Images in Cardiovascular Medicine

Unusual Atrial Thrombi Discovered by Transesophageal Echocardiography

Carlos M. Gaos, MD; Wayne E. Dear, MD; Eleftherios S. Stamatious, MD; ; Susan Wilansky, MD

From the Department of Adult Cardiology, Texas Heart Institute, and the Department of Echocardiography, St Luke's Episcopal Hospital, Houston, Tex.

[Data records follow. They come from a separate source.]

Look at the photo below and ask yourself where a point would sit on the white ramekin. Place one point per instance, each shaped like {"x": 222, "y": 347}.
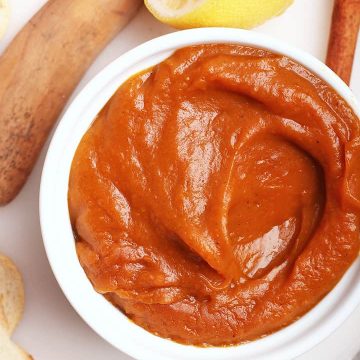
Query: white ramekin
{"x": 105, "y": 319}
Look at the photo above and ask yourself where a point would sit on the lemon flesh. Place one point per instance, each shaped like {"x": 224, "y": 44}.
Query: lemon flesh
{"x": 226, "y": 13}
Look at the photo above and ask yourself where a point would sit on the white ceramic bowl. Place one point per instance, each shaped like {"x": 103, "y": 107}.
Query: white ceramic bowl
{"x": 105, "y": 319}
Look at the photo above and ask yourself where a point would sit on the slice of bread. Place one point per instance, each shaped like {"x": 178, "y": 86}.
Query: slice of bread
{"x": 11, "y": 295}
{"x": 9, "y": 350}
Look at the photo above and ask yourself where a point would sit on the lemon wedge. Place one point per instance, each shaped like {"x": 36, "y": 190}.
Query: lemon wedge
{"x": 227, "y": 13}
{"x": 4, "y": 16}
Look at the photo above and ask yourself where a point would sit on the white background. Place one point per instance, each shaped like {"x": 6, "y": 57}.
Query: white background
{"x": 50, "y": 329}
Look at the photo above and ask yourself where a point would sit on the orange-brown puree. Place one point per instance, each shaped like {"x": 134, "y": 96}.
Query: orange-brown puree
{"x": 215, "y": 199}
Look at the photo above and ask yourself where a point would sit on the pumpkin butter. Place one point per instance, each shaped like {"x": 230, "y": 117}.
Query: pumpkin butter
{"x": 216, "y": 197}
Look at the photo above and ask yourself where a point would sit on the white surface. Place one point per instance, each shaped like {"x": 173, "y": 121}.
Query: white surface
{"x": 51, "y": 329}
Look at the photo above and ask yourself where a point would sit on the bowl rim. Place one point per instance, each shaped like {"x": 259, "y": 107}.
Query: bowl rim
{"x": 109, "y": 322}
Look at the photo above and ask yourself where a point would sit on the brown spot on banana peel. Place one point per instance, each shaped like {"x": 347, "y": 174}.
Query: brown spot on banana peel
{"x": 40, "y": 69}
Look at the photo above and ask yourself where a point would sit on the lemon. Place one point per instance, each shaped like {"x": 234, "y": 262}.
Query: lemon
{"x": 227, "y": 13}
{"x": 4, "y": 16}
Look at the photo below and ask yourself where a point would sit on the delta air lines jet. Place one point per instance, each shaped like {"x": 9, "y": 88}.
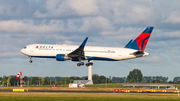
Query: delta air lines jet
{"x": 134, "y": 49}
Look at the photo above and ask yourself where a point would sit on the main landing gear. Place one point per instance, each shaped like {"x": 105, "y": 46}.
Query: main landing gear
{"x": 30, "y": 61}
{"x": 87, "y": 64}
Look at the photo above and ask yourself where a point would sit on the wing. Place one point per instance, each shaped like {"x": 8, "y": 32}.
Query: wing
{"x": 78, "y": 54}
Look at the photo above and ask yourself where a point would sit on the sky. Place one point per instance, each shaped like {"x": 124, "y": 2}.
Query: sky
{"x": 107, "y": 23}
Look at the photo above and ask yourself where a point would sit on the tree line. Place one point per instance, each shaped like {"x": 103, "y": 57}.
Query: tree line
{"x": 134, "y": 76}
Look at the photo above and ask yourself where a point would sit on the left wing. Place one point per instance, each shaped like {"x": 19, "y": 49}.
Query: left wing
{"x": 78, "y": 54}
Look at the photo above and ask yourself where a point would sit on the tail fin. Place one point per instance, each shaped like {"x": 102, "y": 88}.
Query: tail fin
{"x": 140, "y": 42}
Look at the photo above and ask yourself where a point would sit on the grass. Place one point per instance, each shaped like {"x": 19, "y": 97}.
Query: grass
{"x": 29, "y": 96}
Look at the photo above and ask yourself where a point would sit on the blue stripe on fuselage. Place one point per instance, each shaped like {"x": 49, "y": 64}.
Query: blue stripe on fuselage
{"x": 100, "y": 58}
{"x": 44, "y": 56}
{"x": 88, "y": 57}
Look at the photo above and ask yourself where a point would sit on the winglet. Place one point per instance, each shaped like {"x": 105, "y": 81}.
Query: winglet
{"x": 84, "y": 42}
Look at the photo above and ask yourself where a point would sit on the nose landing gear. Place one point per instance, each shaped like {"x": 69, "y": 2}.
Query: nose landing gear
{"x": 81, "y": 63}
{"x": 30, "y": 61}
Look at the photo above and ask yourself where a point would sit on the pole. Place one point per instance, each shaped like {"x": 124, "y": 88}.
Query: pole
{"x": 20, "y": 80}
{"x": 28, "y": 77}
{"x": 106, "y": 78}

Correspondence to Susan Wilansky, MD, St Luke's Episcopal Hospital, 6624 Fannin, Suite 2480, Houston, TX 77030.

Case Summaries

Case 1
A 58-year-old man was transferred to St Luke's Episcopal Hospital in January 1996 with persistent pleuritic chest pain. His medical history included a pulmonary embolus that had been treated with anticoagulation in December 1994. Three months later, in March 1995, multiple emboli to the right brachial, carotid, and renal arteries were discovered; at that time, an inferior vena caval filter was placed. In September 1995, an atrial septal defect was diagnosed and surgically closed. In the postoperative period, echocardiography revealed the presence of a right atrial thrombus, for which the patient received heparin and was placed on a regimen of sodium warfarin (Coumadin) therapy. At the time of admission to our hospital, transesophageal echocardiography revealed a bilobar thrombus attached to the eustachian valve (Fig 1Down). The thrombus was surgically removed and confirmed by postoperative pathological examination. The postoperative course was uneventful.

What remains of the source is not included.